Cette conception à un seul sens de la participation a le don d’énerver certains des habitant-e-s des immeubles et de la rue. D’autant que l’œuvre proposée ne rencontre pas une enthousiasme délirant. Il faut dire qu’exposer deux horloges à Genève, quelque soit leur sens de rotation, dénote un manque d’originalité embarrassant. Zoé s’en amuse : “L’œuvre, ce sont deux pendules de style CFF. Une qui tourne dans un sens accrochée à l’autre qui tourne dans l’autre sens. Et c’est ça qui est censé représenté la poésie. L’artiste a fait trois œuvres comme ça. Elle a réussi à en vendre deux. La première n’avait pas les secondes, alors que la nôtre aura les secondes. Tout le monde était hyper heureux d’avoir les secondes à Genève. La troisième pendule, je sais pas ce qu’elle aura en plus. Un coucou, peut-être.” Il faut dire que pour une rue qui cultive son esprit de liberté se retrouver avec le symbole le plus éclatant de l’esprit protestant et capitaliste de Genève sur la tête - l’horlogerie, ça fait mal. “Eux, ils ont pas l’air de se rendre compte que ça donne l’heure leur truc. Ils ont été choqués quand je leur ait dit que j’avais pas envie de rentrer chez moi tous les jours et de savoir quelle heure il était quand je rentrais. Vu que c’est poétique, ça donne l’heure, mais tu dois pas le prendre comme l’heure - tu dois le prendre comme le présent et le passé. Super...” D’autant plus quand personne ne s’est soucié de savoir ce qu’en pensaient les habitant.e.s. “Comment tu peux être intelligent, quand tu fais pas l’effort de savoir ce qui s’est passé avant ? Comment tu peux t’interroger sur la mémoire collective sans même interroger la mémoire collective ?”
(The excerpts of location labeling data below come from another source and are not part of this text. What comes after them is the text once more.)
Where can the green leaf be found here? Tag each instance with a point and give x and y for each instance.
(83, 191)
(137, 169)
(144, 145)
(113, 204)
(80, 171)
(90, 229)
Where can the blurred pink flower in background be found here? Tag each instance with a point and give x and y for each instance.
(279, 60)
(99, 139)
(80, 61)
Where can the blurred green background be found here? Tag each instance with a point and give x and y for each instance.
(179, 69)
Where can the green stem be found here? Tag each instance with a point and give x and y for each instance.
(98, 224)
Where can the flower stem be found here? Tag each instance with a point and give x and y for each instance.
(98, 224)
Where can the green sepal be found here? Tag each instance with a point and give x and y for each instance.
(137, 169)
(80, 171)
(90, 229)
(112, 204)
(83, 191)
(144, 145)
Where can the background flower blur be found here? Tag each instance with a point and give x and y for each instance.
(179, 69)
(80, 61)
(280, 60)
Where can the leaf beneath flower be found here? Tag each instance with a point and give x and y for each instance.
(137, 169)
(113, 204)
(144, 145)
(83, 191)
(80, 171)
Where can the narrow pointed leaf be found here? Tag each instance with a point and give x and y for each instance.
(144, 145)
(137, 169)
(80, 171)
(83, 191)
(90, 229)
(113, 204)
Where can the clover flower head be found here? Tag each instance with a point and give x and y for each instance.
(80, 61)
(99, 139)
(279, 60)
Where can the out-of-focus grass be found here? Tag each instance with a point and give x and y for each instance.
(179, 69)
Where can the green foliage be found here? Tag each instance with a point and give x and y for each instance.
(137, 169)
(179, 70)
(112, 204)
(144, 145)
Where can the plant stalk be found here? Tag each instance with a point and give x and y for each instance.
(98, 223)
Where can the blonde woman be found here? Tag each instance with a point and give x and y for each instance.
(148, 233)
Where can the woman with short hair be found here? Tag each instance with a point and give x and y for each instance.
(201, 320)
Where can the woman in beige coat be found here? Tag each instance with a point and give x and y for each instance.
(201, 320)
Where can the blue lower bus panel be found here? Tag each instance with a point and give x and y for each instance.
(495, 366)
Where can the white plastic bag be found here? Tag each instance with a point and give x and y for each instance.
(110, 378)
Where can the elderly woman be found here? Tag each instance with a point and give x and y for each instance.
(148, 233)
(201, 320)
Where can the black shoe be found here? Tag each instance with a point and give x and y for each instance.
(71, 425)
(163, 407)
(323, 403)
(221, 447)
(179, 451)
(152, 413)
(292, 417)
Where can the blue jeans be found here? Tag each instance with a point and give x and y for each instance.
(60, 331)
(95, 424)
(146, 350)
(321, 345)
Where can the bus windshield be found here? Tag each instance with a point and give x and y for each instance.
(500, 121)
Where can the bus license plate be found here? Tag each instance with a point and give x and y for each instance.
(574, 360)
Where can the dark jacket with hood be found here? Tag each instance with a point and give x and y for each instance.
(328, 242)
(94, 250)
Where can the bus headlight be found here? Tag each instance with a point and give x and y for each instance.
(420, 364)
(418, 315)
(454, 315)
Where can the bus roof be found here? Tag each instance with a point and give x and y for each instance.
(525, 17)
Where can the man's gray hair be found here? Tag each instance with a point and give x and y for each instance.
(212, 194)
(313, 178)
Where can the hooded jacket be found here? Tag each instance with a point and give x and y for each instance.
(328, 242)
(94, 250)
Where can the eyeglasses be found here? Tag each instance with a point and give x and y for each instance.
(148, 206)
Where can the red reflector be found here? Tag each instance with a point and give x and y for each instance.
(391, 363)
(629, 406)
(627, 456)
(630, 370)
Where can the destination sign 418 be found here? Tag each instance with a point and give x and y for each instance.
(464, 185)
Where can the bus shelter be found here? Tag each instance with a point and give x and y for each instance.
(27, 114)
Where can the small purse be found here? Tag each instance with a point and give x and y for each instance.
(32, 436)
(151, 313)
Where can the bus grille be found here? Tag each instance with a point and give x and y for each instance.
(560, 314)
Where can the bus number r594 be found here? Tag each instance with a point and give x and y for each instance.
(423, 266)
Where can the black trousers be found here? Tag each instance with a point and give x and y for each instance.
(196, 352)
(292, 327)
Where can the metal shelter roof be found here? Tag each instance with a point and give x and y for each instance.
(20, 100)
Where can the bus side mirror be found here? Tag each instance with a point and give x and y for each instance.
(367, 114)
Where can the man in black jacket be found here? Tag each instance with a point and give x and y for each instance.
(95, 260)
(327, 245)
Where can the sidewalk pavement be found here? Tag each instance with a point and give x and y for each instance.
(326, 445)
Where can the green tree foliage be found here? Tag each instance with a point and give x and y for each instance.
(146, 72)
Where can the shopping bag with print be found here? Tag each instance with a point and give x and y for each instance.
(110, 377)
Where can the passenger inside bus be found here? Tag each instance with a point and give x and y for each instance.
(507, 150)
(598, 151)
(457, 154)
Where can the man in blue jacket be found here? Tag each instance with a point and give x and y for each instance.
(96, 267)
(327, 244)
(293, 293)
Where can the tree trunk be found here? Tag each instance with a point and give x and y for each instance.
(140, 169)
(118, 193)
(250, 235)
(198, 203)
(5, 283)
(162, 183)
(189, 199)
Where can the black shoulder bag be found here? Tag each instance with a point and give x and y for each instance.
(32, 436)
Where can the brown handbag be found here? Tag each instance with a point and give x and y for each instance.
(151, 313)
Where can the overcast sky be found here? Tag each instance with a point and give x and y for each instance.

Il faut dire que pour une rue qui cultive son esprit de liberté se retrouver avec le symbole le plus éclatant de l’esprit protestant et capitaliste de Genève sur la tête - l’horlogerie, ça fait mal.

L’initiative malheureuse en question est financée par le Fonds d’Art contemporain de la Ville de Genève (FMAC). Le lien entre les œuvres acquises par ce fond et les rénovations que mène la Ville est direct. Pour chaque rénovation, 2% du budget total est reversé au FMAC pour mener sa politique d’acquisition et de valorisation d’œuvres d’art. Il ne s’agit donc pas de sommes négligeables quand on connaît le prix des travaux dans le bâtiment à Genève - en particulier pour les institutions publiques. Cette forme de financement a permis au FMAC de financer de nombreux projets ces dernières années, à la hauteur de plusieurs centaines de milliers de francs pour certains. Ainsi, l’énorme pénis de Fabrice Gygi installé à l’entrée de Mottattom a été budgeté à 400’000 francs. Les néons sur les toits de la Plaine de Plainpalais sont eux budgetés à 100’000 francs la pièce. Rien ne laisse présager que l’œuvre d’Esther Shalev-Gerz ait coûté beaucoup moins que cela. Cette débauche de moyens laisse un goût amer à l’habitante du 8 rue Lissignol : “Nous, on a du payer tous les travaux de rénovation des locaux communs de notre poche.”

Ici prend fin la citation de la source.